Measured at current prices – therefore in nominal terms – total income for the tourist accommodation industry decreased by 71.8% in September 2020 compared with September 2019, Statistics SA announced on Monday. Income from accommodation decreased by 72.9% year-on-year in September 2020. According to Statistics SA, this is due to both fewer accommodation nights sold (down 65.3%) as well as a decrease in the average income per accommodation night sold (down 22.1%).
The largest year-on-year decreases in income from accommodation were reported by hotels (-78.6%) and guest-houses and guest-farms (-73.5%). Income from accommodation decreased by 81.8% in the third quarter of 2020 compared with the third quarter of 2019.
At the same time seasonally adjusted income from accommodation increased by 56.7% month-on-month in September 2020 and by 98.6% month-on-month in August.
Tourism specialist Lee-Ann Bac of BDO points out that, although the pick up in numbers between August and September (which had some school holidays) is a good sign, it is still significantly down from last year.
Not filling the gap
“The latest tourism accommodation statistics show that domestic tourism is simply not filling the gap in the market,” says Bac.
She says data from Smith Travel Research (STR), which also reflects on the state of affairs in October, shows the lowest occupancy rate among open hotels in SA was in May (17%). It then steadily increased over the following months to 30% in October.
In October open hotels in the Free State had 56% occupancy, those in Limpopo 42%; in North West 48%; in the Eastern Cape 34%; in Gauteng 25%; in KZN 42% in the Western Cape 21% and in Mpumalanga 34%. The data, therefore, shows that the provinces closer to Gauteng are doing the best.
“For me this shows that the domestic market has been travelling, especially to KZN. Travellers were likely to drive and looking to go to more ‘spread out’ areas like the Drakensberg and along the coast, wanting to get away from city centres,” says Bac.
This is illustrated by indications that in October open hotels in Durban’s city centre had 37% occupancy. The big loser was, however, Cape Town, where open hotels in the city centre had only 18% occupancy. In Sandton open 4-star hotels had only 28% occupancy compared to 30% occupancy levels at 5-star hotels across the whole of Gauteng.
In her view, the low occupancy level among Cape Town city centre hotels in October was also due to the lack of demand from business travel and that there are no real international tourist numbers.
“We will see foreign tourists coming, which will be good for Cape Town, but it will still be subdued. So, accommodation establishments would need serious specials and an emphasis on safety protocols to attract visitors to City Centre areas,” says Bac.
“Therefore, it still looks like the summer season will be mainly a domestic one. Foreign tourist numbers will be small, we have to be realistic about that.”

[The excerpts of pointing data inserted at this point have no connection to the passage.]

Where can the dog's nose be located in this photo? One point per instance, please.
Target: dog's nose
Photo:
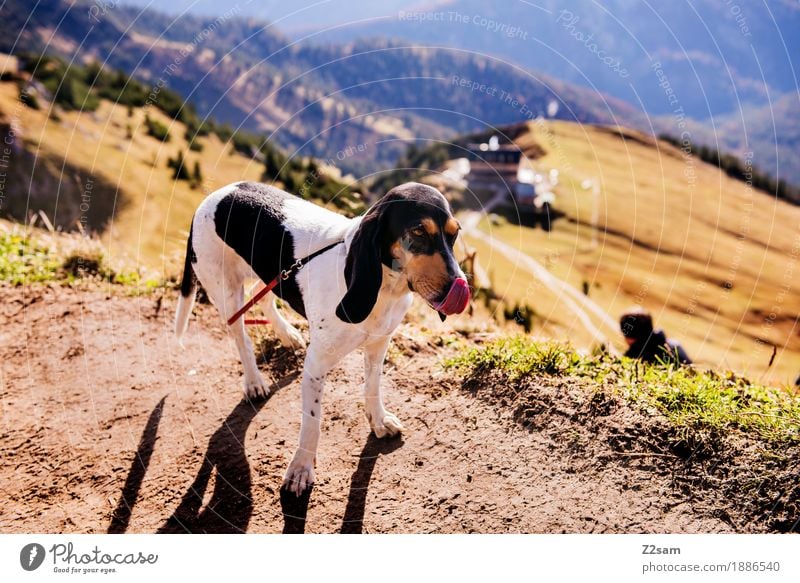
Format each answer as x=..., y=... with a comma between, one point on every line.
x=456, y=299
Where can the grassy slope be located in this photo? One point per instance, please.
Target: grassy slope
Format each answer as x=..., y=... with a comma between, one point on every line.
x=670, y=245
x=152, y=225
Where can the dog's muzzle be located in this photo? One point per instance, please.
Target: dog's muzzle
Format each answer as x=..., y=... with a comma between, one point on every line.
x=456, y=299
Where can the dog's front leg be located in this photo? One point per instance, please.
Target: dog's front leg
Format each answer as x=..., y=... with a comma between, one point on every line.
x=380, y=420
x=300, y=474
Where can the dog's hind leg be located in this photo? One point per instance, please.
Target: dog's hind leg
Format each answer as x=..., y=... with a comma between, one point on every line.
x=224, y=284
x=289, y=336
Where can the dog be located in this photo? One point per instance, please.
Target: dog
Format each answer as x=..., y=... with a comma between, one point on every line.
x=354, y=289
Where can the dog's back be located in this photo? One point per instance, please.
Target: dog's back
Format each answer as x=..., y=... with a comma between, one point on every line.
x=262, y=225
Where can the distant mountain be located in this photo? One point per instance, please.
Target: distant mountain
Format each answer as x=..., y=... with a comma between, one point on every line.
x=357, y=103
x=715, y=62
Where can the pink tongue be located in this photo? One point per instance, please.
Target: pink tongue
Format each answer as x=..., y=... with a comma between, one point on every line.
x=456, y=300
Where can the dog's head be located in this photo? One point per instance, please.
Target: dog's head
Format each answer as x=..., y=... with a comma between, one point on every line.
x=412, y=232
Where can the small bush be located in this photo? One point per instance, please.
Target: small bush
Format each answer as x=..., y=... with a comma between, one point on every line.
x=156, y=129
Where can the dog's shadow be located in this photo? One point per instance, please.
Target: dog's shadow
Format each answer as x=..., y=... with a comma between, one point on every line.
x=353, y=520
x=231, y=504
x=295, y=508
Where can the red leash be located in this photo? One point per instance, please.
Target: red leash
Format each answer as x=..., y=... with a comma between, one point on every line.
x=284, y=275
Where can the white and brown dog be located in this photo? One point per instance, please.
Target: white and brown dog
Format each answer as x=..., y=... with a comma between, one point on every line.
x=353, y=295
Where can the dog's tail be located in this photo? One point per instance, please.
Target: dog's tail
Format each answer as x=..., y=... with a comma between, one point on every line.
x=188, y=290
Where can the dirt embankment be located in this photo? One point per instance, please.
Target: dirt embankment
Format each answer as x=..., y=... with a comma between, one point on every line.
x=109, y=426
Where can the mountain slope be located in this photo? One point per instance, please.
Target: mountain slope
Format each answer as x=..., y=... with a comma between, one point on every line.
x=713, y=259
x=317, y=99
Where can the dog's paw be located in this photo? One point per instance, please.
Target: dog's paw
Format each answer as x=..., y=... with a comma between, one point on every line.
x=387, y=427
x=299, y=476
x=292, y=339
x=255, y=389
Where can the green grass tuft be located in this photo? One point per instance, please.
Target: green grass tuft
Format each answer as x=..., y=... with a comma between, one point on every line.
x=697, y=403
x=24, y=261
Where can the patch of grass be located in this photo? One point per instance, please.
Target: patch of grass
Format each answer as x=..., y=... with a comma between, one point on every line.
x=697, y=403
x=24, y=261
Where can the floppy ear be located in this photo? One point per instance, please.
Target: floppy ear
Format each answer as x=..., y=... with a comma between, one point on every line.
x=363, y=272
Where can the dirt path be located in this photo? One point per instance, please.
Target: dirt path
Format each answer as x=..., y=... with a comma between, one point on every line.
x=576, y=302
x=107, y=425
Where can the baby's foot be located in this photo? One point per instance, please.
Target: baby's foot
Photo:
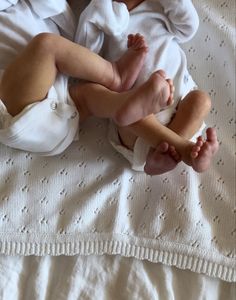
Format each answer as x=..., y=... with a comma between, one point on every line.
x=149, y=98
x=128, y=67
x=203, y=151
x=161, y=160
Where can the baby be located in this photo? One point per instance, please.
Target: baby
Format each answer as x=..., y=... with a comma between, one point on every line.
x=165, y=24
x=38, y=113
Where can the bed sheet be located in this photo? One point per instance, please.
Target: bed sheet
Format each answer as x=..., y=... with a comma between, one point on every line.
x=216, y=190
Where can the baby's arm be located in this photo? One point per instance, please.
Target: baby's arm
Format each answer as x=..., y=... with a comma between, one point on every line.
x=183, y=18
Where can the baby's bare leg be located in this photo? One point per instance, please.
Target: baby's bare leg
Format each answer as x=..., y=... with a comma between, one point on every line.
x=31, y=75
x=126, y=107
x=154, y=133
x=191, y=113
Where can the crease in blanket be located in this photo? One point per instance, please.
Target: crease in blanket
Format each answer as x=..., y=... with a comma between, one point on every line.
x=88, y=201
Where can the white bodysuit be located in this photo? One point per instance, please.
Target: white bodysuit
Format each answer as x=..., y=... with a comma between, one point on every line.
x=104, y=27
x=47, y=127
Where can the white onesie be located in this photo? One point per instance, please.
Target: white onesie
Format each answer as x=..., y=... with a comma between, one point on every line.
x=47, y=127
x=165, y=24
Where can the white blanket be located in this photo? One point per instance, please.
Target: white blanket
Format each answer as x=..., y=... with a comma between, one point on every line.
x=88, y=201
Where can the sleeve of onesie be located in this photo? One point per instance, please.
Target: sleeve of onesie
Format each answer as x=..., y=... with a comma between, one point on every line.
x=99, y=18
x=183, y=18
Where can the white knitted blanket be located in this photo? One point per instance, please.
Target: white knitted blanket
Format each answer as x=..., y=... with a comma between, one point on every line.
x=88, y=200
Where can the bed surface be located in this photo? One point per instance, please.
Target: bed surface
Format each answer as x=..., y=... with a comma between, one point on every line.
x=88, y=201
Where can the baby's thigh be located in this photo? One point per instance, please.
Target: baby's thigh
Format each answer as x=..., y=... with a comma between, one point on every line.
x=28, y=78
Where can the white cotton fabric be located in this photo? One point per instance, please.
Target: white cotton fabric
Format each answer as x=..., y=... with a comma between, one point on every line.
x=165, y=25
x=104, y=277
x=88, y=201
x=29, y=131
x=46, y=128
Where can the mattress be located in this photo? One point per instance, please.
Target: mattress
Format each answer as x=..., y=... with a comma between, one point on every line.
x=73, y=211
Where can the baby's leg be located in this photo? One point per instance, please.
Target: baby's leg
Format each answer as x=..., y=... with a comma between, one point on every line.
x=191, y=113
x=126, y=107
x=203, y=151
x=154, y=133
x=31, y=75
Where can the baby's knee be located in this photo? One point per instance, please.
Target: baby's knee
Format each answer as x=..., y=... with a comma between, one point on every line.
x=44, y=43
x=200, y=100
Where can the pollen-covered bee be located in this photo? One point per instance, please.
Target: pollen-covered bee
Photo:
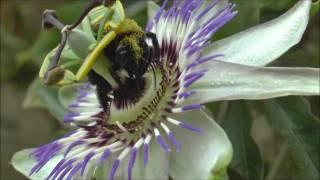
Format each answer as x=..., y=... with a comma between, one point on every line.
x=116, y=44
x=132, y=53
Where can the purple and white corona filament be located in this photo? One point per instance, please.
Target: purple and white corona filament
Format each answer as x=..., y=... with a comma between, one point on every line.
x=182, y=32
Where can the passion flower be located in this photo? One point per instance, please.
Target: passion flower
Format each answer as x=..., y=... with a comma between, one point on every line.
x=132, y=133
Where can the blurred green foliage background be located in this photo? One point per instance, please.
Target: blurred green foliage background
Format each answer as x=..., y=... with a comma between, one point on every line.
x=24, y=45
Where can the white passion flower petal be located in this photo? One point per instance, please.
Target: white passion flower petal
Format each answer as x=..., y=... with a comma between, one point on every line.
x=23, y=162
x=152, y=9
x=228, y=81
x=264, y=43
x=204, y=154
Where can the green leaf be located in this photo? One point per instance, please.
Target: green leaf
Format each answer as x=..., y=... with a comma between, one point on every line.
x=291, y=116
x=42, y=96
x=237, y=123
x=315, y=6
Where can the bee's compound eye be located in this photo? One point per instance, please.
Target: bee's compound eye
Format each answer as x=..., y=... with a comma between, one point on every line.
x=122, y=55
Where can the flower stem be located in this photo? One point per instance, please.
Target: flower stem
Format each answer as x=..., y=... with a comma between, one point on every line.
x=278, y=162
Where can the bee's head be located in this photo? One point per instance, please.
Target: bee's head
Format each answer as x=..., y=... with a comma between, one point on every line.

The problem with having mainly a domestic season, in her view, is that South Africans have limited disposable income, leading to shorter holidays with a preference for self-catering options.
“I think the high demand will be for houses to rent so that families can self-isolate. I also do not think there will be a high demand for flying as people will opt to drive or simply stay at home on so-called staycations, maybe opting to go away for a weekend or just a short while,” says Bac.
“So, the tourism operators and accommodation establishments need to become creative to attract the local market and get those staying at home to go out and visit attractions.”
Jeremy Clayton, chairperson Fedhasa Western Cape, the latest data from Statistics SA confirm the negative impact of “ambiguous government messaging around leisure travel during lockdown level 4 and level 3 and that continued through November with the “red list” of countries from which travel were banned to SA.
“The massive occupancy decline has had a huge impact on job losses and the industry as a whole. We encourage government to rapidly engage with international counterparts, reduce prohibitive travel regulations and utilise common sense principles that will encourage safe and responsible travel,” says Clayton.